Gras spritzte auf, fiel über, Gras, von Winden
hingekritzelt, von Winden ausgedehnt nach
Zentimetern, Gras, dieser strenge Glanz, zu
Halmen gefaltet,
Gras überwog uns schon – wuchs Gras darüber,
hob sich, senkte sich, wimmelnd, flimmernd, Gras, so
haltlos wurzelnd über dem hellen Abgrund
unserer Hirne.
Rührbewegung im Wind: Büsche umkreisen uns.

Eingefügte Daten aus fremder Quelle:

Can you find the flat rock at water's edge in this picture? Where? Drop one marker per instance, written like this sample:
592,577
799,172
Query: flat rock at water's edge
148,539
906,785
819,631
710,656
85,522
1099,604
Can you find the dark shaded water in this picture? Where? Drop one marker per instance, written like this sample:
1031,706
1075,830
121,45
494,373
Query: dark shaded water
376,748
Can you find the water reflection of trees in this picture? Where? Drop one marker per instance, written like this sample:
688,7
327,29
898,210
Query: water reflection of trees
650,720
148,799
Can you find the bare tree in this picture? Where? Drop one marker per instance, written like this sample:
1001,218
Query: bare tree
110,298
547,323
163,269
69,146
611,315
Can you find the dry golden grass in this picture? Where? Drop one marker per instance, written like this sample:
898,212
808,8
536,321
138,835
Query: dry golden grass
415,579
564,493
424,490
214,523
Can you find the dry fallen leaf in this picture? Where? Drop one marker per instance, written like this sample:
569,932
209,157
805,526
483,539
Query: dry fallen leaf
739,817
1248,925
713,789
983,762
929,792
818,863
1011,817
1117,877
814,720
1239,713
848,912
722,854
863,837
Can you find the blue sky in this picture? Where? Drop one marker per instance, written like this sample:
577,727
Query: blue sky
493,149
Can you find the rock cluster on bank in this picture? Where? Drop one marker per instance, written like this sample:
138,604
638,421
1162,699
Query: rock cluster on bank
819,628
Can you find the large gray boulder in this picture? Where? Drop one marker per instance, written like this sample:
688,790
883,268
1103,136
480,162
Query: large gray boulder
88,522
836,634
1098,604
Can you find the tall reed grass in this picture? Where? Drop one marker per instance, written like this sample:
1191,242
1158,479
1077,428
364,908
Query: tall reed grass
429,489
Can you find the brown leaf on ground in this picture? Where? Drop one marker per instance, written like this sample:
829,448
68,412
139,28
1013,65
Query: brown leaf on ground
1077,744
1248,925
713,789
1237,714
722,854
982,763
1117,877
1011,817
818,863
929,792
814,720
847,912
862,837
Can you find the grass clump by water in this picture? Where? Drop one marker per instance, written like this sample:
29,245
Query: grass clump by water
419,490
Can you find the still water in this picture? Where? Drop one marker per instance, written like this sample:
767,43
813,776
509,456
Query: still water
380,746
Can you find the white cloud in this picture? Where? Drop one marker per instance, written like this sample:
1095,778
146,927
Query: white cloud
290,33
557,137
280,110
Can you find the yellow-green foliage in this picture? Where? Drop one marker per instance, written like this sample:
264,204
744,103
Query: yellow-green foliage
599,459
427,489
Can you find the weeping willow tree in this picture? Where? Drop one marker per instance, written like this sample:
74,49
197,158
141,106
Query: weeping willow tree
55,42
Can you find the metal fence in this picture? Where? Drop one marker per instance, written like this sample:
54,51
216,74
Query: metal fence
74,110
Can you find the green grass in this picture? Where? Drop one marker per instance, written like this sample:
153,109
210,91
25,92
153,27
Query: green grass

Zweige wickeln sich auf, knoten den Horizont
fester, flüchtiger, binden
Lüfte wie aus dem Handgelenk,
leichthin. Wälzen sich um. Über den Hang zu Tal
kollert grünes Geröll, Knäule dahingefegt,
Windgewölle. Wir wären
gerne völlig gelöst wie sie.
Büsche, rauschendes Nichts. Büsche umbrausen uns.
Wirbel, stillgelegt, weit. Unseres Wissens sind
sie zu Päckchen geschnürte
Stürme. Durchlässig. Unberuhigt.
Fieberkurven, verrußt, spitzten sich zu, der Berg
setzte Tarnkappen auf, färbte die Wipfel nach,
schwärzer ragten sie, Warndreiecke, über dir,
schärfer gingst du im Gegenlicht,
ausgeschnitten, die Nacht brach schon durch dich hindurch,
Dunkelziffer der Wald, reizbare Zickzackluft,
Schatten gruben sich tief, nadelte Dämmerung
auf die Äste, ins Unterholz.
Waren Bäume erlaubt, waren sie unerlaubt?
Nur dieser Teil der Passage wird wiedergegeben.